The bankruptcy judge in this case heard conflicting expert testimony on whether GenFarm IV was rendered insolvent by the October 1993 transaction. He analyzed the evidence at some length in his opinion and concluded that GenFarm IV “was insolvent on October 4, 1993, or became insolvent as a result of the closing on the Settlement Agreement.”

The Buncher Group does not frontally assault the insolvency findings. Instead, it argues that the bankruptcy judge erred in failing to properly evaluate the consideration the Buncher Group furnished to GenFarm IV in the settlement. In that connection, the Group says that it released the partnership from viable claims worth in excess of $9 million.
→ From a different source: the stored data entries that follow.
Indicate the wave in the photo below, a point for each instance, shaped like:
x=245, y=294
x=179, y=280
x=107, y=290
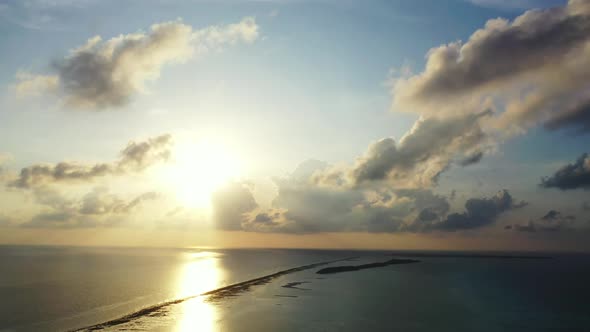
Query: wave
x=213, y=295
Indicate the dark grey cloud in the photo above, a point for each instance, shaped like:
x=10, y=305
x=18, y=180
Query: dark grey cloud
x=107, y=74
x=536, y=68
x=230, y=204
x=576, y=117
x=134, y=158
x=516, y=4
x=552, y=221
x=479, y=212
x=474, y=158
x=421, y=155
x=98, y=208
x=303, y=207
x=570, y=176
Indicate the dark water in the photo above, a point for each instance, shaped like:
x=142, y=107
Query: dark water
x=54, y=289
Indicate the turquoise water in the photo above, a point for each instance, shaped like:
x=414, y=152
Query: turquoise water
x=53, y=289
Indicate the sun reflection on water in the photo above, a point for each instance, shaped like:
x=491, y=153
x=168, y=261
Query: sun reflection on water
x=200, y=274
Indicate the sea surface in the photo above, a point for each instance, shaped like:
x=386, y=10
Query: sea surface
x=139, y=289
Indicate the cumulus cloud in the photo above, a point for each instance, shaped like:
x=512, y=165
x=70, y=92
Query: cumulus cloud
x=230, y=204
x=97, y=208
x=570, y=176
x=421, y=155
x=303, y=207
x=535, y=68
x=134, y=158
x=105, y=74
x=552, y=221
x=479, y=212
x=515, y=4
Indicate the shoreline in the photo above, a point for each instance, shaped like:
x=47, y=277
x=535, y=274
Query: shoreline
x=213, y=295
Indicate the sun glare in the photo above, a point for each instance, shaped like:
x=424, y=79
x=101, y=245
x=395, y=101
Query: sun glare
x=198, y=169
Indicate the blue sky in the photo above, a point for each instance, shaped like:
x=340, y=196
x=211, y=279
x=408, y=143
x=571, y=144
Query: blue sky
x=317, y=81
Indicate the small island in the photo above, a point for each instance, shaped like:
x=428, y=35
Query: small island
x=348, y=268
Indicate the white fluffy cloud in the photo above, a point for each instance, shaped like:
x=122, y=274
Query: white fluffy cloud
x=534, y=69
x=104, y=74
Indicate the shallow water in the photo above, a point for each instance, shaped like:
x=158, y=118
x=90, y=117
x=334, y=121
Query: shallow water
x=47, y=289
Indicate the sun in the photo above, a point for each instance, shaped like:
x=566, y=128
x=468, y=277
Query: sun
x=197, y=169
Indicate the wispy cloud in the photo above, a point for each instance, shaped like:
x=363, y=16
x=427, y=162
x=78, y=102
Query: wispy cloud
x=104, y=74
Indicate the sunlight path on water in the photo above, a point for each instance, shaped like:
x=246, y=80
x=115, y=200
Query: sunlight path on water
x=201, y=273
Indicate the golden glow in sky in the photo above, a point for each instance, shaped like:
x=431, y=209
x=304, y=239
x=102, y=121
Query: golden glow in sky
x=197, y=169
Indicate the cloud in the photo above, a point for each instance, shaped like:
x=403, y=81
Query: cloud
x=134, y=158
x=570, y=176
x=302, y=207
x=479, y=212
x=535, y=68
x=421, y=155
x=230, y=204
x=552, y=221
x=98, y=208
x=515, y=4
x=103, y=74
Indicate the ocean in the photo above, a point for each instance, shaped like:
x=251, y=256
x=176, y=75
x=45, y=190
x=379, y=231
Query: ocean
x=140, y=289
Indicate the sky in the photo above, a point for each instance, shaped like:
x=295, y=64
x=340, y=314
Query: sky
x=456, y=125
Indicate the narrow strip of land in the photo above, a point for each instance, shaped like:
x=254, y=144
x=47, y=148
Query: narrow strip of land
x=349, y=268
x=213, y=295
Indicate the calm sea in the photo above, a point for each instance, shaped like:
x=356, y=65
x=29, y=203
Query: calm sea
x=61, y=289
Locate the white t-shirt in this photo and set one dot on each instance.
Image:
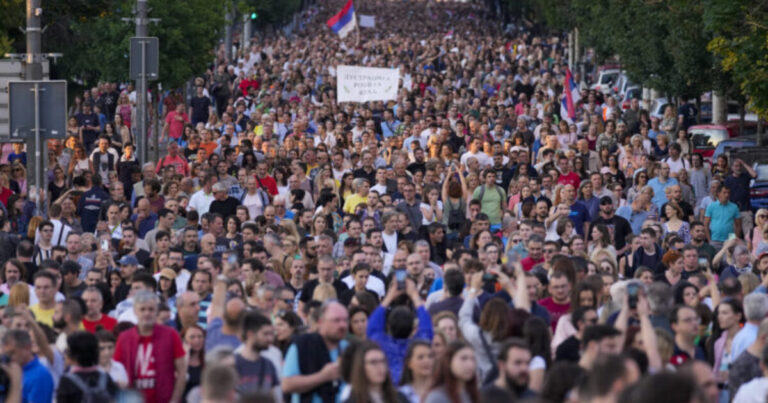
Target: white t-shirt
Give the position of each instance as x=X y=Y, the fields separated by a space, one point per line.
x=390 y=241
x=482 y=158
x=200 y=202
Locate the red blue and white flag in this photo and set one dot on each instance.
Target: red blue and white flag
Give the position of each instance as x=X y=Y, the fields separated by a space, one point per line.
x=571 y=98
x=345 y=21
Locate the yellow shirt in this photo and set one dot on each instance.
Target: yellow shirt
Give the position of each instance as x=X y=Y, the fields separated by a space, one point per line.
x=44 y=316
x=352 y=201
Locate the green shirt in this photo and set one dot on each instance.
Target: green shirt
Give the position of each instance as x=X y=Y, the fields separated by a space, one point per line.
x=491 y=202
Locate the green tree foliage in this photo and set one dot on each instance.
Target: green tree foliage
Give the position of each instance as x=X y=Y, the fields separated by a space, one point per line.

In its brief, the Buncher Group states that “the Committee stipulated that a fraud was being perpetrated on the [Buncher Group], Thus, it is entirely un-contradicted that the [Buncher Group] had valid, viable claims against GenFarm IV, which they released.” The record, however, does not bear out this statement. During the trial, some discussion took place about the fraud issues asserted in the state litigation by the Buncher Group. The bankruptcy judge stated, “I think you will all agree that the [Buncher Group] defendants here believe that Rodney Bohn was guilty of fraud in formulating and operating this limited partnership.” Committee counsel replied, “And, as I said, Your Hon- or, we will stipulate that they believe that.” This exchange is far from a concession that the Buncher Group had viable claims against GenFarm IV, whatever might have been the circumstances with respect to claims against Bohn.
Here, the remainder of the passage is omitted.